Gray has no sympathy with indirect readings of Xenophon, nor is her Xenophon a con man clothed as an idiot. The running polemic against recent scholarship which uses a neo-Straussian heuristic on Xenophon spans this book. Gray finds no reason to suppose that Xenophon would address his intended audience (the kaloikagathoi) by saying the opposite of what he means. Xenophon’s quite serious purpose as a writer is to make a useful contribution to the common good. Indirection, heavily cloaked irony, secret codes, and subtle hints all violate the rhetorical standards of Xenophon’s genres. Gray finds such readings “perverse” (177).2

Regarding Xenophon’s Socrates, Gray reads him as generally less ironic, more committed to offering practical advice, and more engaged with the material welfare of his conversation partners than the better-known Socrates of Plato’s early works. Xenophon’s Socrates “…is in general a plain revealer of his opinions” (334).

Another running thread of Gray’s book, though one which appears less frequently than the neo-Straussian polemic and is more lightly touched upon, concerns modern management and leadership theories in comparison to Xenophon’s. Gray finds constructive overlap between recent thinking about organizational management and Xenophon’s continuing interest in the type of leadership that enlists free people to willingly follow, obey, and be prospered in their shared purposes.3

This book is both important and engaging. Gray has established Xenophon as a major thinker and a writer of genuine sophistication, a man who reflected deeply on what makes for a successful human organization and the qualities that suit a person to lead such an organization – be it household, polis, army, or empire. Gray’s Xenophon is a writer who says what he means, and means his message to be useful. Readers who have been exasperated by neo-Straussian readings of any text will be refreshed by the drubbing herein administered. Readers sympathetic to such readings will find Gray’s the arguments to answer, for many years to come.4

Table of Contents:

1. Mirror of princes or flaws in the glass? : general remarks
2. Explicit authorial evaluations in historical writing
3. Xenophon’s adaptations of his literary predecessors : Homer, Herodotus, and others
4. Xenophon’s patterned narratives of leadership
5. Readings of Cyropaedia
6. The dynamics of friendship
7. Xenophon’s Socratic and other ironies
Conclusion
Bibliography
Index Locorum
Index Nominum
Topic Index

Notes

1. Laurence Lampert, “Strauss’s Recovery of Esotericism”, in Steven B. Smith. (ed.), The Cambridge Companion to Leo Strauss, Cambridge 2009, 567.

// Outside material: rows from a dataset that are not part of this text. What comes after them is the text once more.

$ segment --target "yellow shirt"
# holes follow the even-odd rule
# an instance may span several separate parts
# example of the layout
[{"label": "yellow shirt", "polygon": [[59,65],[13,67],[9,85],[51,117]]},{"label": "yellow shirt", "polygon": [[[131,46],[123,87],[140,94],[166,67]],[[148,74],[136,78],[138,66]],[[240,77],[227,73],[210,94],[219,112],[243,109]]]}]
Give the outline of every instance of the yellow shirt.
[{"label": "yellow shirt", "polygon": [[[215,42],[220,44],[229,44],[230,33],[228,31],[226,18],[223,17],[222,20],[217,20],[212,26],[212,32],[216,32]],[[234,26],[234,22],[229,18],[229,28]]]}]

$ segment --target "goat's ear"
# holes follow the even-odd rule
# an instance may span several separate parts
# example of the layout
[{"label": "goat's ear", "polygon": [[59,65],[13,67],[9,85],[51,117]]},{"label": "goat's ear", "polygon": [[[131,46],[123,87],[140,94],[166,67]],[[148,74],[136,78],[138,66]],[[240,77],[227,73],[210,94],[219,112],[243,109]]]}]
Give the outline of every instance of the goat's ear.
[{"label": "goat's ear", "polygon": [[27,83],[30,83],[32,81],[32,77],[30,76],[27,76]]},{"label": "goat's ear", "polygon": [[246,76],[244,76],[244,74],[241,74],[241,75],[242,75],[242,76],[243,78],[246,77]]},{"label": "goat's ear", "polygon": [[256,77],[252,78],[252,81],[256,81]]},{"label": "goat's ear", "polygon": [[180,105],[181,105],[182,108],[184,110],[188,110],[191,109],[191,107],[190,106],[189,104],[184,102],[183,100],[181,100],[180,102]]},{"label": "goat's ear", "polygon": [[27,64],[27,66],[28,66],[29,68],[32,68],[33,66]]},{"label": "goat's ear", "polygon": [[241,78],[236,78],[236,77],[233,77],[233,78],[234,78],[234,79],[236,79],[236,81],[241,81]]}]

2. Authors of the ‘darker’ readings, against whom Gray’s polemic is addressed, include for example Christopher Nadon, Xenophon’s Prince: Republic and Empire in the Cyropaedia, Berkeley 2001; James Tatum, Xenophon’s Imperial Fiction: On the Education of Cyrus, Princeton 1989; and V. Azoulay, Xenophon et les graces du pouvoir. De la charis au charisma, Paris 2004.

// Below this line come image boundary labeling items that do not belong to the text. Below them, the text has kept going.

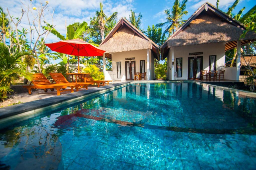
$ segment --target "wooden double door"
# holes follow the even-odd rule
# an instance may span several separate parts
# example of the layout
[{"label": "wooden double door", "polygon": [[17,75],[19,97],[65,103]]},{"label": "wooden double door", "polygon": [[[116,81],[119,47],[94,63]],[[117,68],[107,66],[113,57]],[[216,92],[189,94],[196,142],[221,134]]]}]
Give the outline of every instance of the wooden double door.
[{"label": "wooden double door", "polygon": [[135,61],[125,61],[125,80],[134,80],[134,75],[136,72]]},{"label": "wooden double door", "polygon": [[203,70],[203,56],[188,57],[188,79],[198,80],[201,78],[201,71]]}]

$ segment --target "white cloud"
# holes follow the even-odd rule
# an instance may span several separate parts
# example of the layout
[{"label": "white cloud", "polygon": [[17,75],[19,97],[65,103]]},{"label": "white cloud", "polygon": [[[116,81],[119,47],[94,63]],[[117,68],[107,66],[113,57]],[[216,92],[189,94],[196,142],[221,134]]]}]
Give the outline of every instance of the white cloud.
[{"label": "white cloud", "polygon": [[[117,12],[118,19],[122,17],[129,17],[131,9],[134,10],[132,3],[133,0],[123,0],[118,1],[115,3],[110,1],[105,0],[48,0],[48,6],[50,11],[55,10],[54,15],[53,25],[56,25],[55,28],[63,35],[65,35],[65,21],[67,25],[75,22],[82,22],[85,21],[89,23],[90,17],[95,14],[96,11],[100,9],[100,3],[103,4],[103,10],[107,16],[109,16],[113,12]],[[45,4],[44,0],[41,1]],[[23,0],[4,0],[1,6],[5,12],[7,12],[8,8],[11,15],[14,17],[19,17],[21,14],[21,8],[25,9],[22,2],[26,6],[29,5],[31,7],[30,1]],[[34,0],[32,2],[32,7],[39,8],[40,5],[39,0]],[[34,11],[36,12],[35,11]],[[48,22],[51,24],[51,16],[47,10],[45,11],[45,18]],[[30,18],[31,19],[31,17]],[[28,28],[29,24],[26,15],[23,16],[20,26]],[[50,34],[46,39],[46,42],[51,42],[59,40],[56,36]]]}]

3. J. Gastil, “A Definition and Illustration of Democratic Leadership”, in K. Grint (ed.), Leadership, Oxford 1997, 155-178; A. Bryman, Charisma and Leadership in Organizations, London 1992.

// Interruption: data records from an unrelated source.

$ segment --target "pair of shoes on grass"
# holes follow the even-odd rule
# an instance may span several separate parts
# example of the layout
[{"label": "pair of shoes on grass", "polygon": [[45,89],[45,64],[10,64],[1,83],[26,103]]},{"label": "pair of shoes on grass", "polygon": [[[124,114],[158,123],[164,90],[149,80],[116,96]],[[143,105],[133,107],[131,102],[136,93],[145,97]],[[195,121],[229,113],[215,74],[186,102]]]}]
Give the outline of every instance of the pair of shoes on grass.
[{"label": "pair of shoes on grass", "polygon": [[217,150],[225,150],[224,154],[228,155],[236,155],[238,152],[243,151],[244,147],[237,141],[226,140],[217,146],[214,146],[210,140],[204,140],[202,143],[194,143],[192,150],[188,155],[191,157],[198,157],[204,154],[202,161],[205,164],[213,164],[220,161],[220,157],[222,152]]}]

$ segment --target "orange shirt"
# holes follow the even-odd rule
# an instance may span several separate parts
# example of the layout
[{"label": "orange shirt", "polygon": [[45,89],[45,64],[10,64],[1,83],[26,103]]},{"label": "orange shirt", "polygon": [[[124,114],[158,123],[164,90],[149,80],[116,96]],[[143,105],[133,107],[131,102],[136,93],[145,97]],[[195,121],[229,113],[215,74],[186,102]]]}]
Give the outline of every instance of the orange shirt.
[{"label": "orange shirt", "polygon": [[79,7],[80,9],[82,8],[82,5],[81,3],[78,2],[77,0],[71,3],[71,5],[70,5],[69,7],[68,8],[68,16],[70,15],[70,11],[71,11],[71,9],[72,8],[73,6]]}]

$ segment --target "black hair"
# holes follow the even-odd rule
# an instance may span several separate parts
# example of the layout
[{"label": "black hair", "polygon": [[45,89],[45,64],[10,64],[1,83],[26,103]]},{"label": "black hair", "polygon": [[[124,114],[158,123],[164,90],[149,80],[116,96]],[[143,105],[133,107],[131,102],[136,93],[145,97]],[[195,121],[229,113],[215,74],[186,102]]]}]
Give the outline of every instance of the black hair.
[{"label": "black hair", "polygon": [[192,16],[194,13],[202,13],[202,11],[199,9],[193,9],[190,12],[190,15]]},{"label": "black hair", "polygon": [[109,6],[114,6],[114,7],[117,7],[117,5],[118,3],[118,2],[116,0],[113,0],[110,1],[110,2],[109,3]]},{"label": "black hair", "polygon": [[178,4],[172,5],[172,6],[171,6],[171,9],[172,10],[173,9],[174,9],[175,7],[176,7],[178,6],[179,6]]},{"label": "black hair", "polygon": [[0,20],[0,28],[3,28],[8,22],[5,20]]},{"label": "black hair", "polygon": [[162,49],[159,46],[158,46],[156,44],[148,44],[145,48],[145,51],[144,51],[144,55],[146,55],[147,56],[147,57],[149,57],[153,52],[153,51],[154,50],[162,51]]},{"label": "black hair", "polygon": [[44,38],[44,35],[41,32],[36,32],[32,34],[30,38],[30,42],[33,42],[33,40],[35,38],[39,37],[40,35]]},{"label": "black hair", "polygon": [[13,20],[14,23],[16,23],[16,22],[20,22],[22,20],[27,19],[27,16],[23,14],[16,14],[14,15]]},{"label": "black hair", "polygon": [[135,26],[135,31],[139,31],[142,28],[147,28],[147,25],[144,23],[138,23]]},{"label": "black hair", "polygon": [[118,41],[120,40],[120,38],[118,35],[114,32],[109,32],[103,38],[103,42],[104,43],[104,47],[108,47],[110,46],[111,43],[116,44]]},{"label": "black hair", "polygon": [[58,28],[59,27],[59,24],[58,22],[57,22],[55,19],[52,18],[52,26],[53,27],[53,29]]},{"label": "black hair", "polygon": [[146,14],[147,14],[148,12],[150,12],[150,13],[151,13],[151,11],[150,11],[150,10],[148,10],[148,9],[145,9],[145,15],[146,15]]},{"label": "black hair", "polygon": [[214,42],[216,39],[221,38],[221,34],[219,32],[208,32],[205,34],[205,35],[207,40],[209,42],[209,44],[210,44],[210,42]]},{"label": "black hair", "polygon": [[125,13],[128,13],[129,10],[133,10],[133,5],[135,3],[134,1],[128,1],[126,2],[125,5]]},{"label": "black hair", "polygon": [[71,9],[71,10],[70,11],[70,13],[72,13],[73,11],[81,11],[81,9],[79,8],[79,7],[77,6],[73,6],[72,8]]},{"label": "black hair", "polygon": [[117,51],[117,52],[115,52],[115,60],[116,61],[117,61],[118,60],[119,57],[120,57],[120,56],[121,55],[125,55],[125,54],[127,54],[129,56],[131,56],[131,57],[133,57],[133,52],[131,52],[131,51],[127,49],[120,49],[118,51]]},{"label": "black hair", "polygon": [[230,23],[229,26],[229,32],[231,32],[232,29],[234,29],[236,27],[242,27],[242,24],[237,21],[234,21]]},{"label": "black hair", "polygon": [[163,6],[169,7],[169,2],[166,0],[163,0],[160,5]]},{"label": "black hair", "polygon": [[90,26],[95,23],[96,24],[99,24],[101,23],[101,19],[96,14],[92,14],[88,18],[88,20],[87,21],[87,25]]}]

4. Some typographical issues: page 4 paragraph 2 “from” should be “form”; page 17 paragraph 2 “to listen to be willing to listen” repeat phrase; page 27 top paragraph repeat ‘is’; page 42 philotratiotes is missing a sigma, should be philostratiotes; page 112 paragraph 2 extra ‘not’ in the sentence “how would one not say that men who did these deeds were not noble and brave?”; page 113 second indented quote is missing a close parenthesis; page 141 “…his knowledge of arming scenes in military narrative from Homer are certain”; page 156 line 4 missing word “been” in “would have burned alive”; page 158 missing “of” in “His first instance of such a partnership is that Simonides with Hiero…”; page 252 line 3, missing “they” in phrase “”that suggests that could not therefore have been virtuous”; page 265 bottom paragraph, missing “by” in phrase “…assisted passages from this same conversation…”; page 269 paragraph 2, extra “s” in “…conceals this reasons”; page 271, “Cyrus” should be “Cyaxares” in the sentence, “The next morning Cyrus emerges from his tent to find the camp deserted”; page 277, missing “s” in the phrase, “..the arrangement for empire that were common knowledge…”.